6 おわりに 〜レークヒルの重奏低音―“信頼”の二文字〜
以上、レークヒルのあゆみと特長・特色について紹介してきた。“六次産業化”と“放牧・高泌乳酪農”で名を馳せ、各種の賞に輝いてきたレークヒルのスタートラインは、まさに北海道酪農が抱えてきた構造的問題、“やめられない、とまらない的な規模拡大”と揶揄されてきた問題の顕在化だったような気がしてならない。その問題をレークヒルは180度視点を変え、“六次化”の方向で克服してきたのである。今でこそ“六次化”は農業・農村の“救世主”に祭り上げられ各種施策も準備されてきたが、25年程前、1990年頃はどうであったのであろうか。是非、四半世紀前を思い返して頂きたい。多分に“農業界の”“広く世間の”冷たい視線があったのではないだろうか。
六次化へと踏み切ったレークヒルの英断に大いなる称讃を送りたい。塩野谷家の先駆性・開拓者精神のDNAの発現とでも言えようか。さらに、それに歩調を合わせながら生乳のさらなる良質化、乳牛の飼養管理の綿密化に取り組んでいったことも特筆される。それは何と言うことはない。牛をただ“本来の姿”に、生乳を“本来の姿”に戻すだけだったのである。しかし、それは“言うに易く行うに難い”ことかも知れない。そこには牛本来の姿、牛の能力に対する限りない“信頼”、そしてその発現をじっくり静かに待つと言う姿勢が求められるからである。

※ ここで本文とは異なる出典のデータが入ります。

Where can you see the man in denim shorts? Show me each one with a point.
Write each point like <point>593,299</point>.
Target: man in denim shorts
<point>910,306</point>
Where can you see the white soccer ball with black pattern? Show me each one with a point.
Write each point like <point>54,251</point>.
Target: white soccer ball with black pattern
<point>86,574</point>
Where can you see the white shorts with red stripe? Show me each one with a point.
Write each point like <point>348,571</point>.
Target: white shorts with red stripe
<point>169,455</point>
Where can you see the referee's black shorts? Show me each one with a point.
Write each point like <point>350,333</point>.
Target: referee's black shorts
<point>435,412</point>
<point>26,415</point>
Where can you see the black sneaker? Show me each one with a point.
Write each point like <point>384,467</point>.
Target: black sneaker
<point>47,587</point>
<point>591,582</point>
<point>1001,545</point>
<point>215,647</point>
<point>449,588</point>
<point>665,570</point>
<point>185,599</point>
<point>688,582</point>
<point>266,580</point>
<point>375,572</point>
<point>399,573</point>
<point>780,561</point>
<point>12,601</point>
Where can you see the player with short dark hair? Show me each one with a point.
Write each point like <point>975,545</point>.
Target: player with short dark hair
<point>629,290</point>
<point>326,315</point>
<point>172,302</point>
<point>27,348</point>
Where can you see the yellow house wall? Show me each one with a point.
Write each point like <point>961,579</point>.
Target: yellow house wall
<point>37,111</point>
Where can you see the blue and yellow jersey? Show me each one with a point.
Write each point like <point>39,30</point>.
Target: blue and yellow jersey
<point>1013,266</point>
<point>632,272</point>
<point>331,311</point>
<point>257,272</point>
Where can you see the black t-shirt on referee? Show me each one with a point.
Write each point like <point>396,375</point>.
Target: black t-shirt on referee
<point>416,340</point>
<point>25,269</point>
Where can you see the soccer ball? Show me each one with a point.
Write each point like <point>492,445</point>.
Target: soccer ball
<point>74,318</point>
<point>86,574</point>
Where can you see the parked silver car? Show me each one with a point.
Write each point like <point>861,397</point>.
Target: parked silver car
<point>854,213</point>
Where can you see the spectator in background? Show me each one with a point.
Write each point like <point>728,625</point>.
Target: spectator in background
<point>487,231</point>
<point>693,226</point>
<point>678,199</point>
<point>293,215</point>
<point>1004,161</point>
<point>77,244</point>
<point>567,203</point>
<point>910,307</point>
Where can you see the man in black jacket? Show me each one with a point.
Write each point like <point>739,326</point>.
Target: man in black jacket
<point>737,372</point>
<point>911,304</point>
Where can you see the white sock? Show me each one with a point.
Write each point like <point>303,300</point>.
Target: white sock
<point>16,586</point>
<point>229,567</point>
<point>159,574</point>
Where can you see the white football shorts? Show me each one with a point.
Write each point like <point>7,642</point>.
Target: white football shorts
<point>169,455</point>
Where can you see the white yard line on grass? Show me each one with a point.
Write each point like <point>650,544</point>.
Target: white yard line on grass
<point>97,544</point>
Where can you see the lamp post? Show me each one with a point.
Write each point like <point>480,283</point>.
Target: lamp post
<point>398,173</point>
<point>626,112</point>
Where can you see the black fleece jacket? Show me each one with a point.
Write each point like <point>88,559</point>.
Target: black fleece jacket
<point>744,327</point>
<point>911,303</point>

ところで、今“信頼”と言う言葉を出したが、レークヒルの動きはこの二文字が軸になって展開してきたような気がしてならない。六次化も家族間の信頼、4000万円の借入の承認がなければ画餅であったし、また、その前提に一見“バブルに浮かれた”ように見える人々の“本来の心”―本物を求め、農村景観を求めている人々の心―に対する信頼がなければ踏み切れるものではない。また、いろいろな局面でレークヒルに知恵を貸し、相談に乗ってくれた人々との関係も同じであるし、従業員との間でも同じである。心からの信頼、我々が“親友”とか“朋友”などと表現する関係が築かれていなければならない。そうした諸関係―決して単なる「ネットワーク」などと言う言葉では表せない―を網の目のように張り巡らしていたからこそ、必要な時に必要な、極めて有効なアドバイスや支援などが得られたと言えるのである。まさに基本は“人”と“人”との関係、“人”と“生きる牛”との関係なのである。決して“金”や“物”の関係ではない。
六次化と高泌乳酪農の灯台、“汲み尽くせない学びの場”、“酪農家・農業者へのエール”としての(有)レークヒル牧場のますますの発展を祈らずにはいられない。